Thursday night you have a little bit too much to drink. Some wine. Several beers. Rum in a hot cup of tea. Then you remember something Nietzsche said about thoughts of suicide getting many through a dark night. This week you’ve made it three and a half days but it isn’t the weekend yet. You aren’t sure if N is right, but you know you can’t drink the antifreeze.
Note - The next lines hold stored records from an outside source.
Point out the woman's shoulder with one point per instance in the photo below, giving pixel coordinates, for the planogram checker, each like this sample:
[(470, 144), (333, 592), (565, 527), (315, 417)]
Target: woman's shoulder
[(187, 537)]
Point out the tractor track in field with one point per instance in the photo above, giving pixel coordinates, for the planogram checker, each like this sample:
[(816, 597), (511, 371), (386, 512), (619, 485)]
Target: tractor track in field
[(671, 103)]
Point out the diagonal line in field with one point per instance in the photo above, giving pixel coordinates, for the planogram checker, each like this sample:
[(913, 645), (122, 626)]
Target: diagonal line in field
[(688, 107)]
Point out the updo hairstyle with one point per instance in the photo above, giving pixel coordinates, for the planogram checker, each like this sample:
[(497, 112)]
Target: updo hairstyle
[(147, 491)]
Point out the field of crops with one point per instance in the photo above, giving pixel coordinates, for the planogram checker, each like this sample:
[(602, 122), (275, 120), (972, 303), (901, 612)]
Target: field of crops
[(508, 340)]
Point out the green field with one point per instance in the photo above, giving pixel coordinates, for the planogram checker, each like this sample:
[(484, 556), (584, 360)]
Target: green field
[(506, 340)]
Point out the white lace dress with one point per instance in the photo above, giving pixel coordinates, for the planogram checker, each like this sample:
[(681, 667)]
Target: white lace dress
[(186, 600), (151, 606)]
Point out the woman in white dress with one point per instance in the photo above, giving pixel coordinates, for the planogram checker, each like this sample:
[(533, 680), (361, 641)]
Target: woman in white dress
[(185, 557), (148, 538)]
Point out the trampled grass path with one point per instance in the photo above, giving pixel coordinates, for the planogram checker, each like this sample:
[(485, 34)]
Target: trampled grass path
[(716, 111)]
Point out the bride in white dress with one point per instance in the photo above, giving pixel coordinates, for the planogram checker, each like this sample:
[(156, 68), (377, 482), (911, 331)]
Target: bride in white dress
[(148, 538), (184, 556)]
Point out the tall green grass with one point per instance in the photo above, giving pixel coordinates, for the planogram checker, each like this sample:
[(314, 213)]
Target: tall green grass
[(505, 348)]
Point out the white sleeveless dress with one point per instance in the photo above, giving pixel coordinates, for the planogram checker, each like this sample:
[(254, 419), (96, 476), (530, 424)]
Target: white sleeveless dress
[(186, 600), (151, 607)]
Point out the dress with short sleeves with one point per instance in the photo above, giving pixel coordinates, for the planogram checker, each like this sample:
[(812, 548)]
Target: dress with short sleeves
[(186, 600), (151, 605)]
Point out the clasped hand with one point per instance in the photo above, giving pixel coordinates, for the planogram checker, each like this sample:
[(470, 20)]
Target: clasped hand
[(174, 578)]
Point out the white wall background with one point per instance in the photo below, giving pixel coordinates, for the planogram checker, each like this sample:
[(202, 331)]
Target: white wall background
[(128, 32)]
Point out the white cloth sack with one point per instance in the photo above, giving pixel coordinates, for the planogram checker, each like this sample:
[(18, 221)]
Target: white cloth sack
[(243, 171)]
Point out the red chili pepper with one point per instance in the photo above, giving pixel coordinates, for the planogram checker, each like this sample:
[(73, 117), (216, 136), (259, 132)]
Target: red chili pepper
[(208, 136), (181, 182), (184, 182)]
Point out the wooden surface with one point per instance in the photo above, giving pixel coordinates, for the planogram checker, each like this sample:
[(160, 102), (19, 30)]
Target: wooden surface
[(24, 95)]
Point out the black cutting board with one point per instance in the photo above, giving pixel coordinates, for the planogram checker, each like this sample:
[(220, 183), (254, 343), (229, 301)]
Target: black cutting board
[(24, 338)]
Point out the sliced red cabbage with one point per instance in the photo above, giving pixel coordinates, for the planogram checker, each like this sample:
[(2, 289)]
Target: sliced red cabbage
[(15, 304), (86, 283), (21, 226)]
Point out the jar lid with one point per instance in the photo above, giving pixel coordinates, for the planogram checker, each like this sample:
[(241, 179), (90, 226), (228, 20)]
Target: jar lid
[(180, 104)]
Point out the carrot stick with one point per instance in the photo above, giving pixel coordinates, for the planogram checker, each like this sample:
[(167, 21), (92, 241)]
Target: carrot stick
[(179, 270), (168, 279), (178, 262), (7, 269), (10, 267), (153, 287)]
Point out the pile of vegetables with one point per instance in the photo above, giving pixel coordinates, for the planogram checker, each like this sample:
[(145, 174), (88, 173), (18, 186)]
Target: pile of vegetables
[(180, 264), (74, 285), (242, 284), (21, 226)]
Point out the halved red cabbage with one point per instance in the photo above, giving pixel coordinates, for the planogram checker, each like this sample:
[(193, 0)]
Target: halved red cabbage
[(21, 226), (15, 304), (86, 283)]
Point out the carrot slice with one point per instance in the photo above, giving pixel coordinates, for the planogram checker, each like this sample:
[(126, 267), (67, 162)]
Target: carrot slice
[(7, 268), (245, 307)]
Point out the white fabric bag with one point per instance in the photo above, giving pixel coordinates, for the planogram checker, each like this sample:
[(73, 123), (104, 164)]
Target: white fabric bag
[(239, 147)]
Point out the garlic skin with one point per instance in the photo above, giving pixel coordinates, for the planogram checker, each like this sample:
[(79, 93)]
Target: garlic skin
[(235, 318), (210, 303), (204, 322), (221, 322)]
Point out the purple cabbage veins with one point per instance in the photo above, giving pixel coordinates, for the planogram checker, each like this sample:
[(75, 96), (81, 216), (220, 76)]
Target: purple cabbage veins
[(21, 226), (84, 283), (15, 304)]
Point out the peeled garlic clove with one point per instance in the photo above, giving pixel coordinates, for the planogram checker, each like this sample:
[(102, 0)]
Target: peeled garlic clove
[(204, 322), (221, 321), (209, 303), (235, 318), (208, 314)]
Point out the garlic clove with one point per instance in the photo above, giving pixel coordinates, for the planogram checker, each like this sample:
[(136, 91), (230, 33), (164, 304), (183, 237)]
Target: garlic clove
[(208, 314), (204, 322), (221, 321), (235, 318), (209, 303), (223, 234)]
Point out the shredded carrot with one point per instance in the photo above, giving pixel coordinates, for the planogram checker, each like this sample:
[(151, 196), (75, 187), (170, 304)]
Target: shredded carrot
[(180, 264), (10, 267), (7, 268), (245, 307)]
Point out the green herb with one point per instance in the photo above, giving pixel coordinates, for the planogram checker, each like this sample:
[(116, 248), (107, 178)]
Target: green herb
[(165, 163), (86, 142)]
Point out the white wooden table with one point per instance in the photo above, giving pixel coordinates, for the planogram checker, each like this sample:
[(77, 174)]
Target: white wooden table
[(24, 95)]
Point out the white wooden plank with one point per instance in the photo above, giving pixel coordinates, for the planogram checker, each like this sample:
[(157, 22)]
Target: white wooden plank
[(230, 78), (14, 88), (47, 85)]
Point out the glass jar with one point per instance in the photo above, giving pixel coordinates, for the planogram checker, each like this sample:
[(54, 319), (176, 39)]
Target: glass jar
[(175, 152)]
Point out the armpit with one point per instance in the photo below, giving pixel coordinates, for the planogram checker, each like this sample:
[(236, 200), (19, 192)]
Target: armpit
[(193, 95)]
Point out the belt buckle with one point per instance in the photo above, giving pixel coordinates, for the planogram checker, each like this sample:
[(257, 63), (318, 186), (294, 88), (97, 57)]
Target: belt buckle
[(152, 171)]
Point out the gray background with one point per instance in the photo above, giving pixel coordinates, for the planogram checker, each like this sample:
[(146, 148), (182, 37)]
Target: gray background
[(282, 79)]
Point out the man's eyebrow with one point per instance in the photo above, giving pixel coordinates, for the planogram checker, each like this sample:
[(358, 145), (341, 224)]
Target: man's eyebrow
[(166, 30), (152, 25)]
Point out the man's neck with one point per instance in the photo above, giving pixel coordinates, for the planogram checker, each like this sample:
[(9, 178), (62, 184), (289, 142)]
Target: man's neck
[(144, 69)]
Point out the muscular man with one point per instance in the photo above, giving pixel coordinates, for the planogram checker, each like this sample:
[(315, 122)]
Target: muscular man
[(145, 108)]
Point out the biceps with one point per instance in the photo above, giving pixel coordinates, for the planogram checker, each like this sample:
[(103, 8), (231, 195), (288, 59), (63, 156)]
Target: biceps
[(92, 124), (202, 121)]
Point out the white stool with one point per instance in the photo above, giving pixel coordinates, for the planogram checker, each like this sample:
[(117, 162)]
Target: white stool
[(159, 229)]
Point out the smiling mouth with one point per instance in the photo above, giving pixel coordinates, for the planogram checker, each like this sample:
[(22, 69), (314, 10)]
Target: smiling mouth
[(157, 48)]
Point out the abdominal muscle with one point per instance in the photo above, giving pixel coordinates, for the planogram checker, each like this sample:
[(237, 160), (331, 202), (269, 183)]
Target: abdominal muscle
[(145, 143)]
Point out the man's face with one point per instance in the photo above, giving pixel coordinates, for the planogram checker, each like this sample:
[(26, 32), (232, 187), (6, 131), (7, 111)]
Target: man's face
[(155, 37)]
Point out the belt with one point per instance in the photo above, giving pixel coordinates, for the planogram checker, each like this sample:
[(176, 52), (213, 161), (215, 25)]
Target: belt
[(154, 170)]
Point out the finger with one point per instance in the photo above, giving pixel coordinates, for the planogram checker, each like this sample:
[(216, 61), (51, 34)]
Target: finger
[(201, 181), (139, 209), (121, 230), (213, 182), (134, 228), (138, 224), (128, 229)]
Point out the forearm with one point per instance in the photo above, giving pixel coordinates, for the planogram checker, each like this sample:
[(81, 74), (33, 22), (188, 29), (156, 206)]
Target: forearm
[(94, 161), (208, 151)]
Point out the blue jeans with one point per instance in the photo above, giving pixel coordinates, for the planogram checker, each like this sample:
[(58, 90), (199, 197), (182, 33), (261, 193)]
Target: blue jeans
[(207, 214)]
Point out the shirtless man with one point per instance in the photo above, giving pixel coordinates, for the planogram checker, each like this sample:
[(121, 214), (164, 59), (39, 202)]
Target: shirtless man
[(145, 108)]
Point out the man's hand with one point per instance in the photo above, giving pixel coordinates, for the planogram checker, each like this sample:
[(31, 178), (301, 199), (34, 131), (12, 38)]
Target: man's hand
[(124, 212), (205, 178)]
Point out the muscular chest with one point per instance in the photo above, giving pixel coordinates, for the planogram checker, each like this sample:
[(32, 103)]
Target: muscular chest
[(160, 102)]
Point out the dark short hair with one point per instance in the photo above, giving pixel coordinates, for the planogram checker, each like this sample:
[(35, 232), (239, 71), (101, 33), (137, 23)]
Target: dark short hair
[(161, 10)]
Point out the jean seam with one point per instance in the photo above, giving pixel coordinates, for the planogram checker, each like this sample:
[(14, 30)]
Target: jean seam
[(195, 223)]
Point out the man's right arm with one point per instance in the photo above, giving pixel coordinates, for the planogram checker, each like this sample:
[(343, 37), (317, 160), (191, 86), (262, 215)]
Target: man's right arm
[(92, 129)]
Friday you go out for groceries and consider high speed, a curve, a tree, or maybe that bridge over there. But you probably wouldn’t even be successful and then what a mess you’d make. No one would be there to clean it up. And the kids. Who would make them breakfast?

Saturday, you roll over to turn off the alarm but there isn’t one. A blessing. Shortly thereafter there are kids on top of you, climbing over you, giggling, offering to get you coffee, begging for eggs and bacon, and so you make your way to the kitchen.

When the grease in the bacon pan begins to sizzle, you don’t imagine dousing yourself in it or starting a grease fire. Instead you serve up breakfast and sip your coffee admiring the life you have created, the one still in the making.

 

Deirdre Fagan (to read more of Deirdre’s work–and I encourage you to do so–visit her site: deirdrefagan.com. Gratitude to Deirdre for allowing us to share her beautiful poem here with you.)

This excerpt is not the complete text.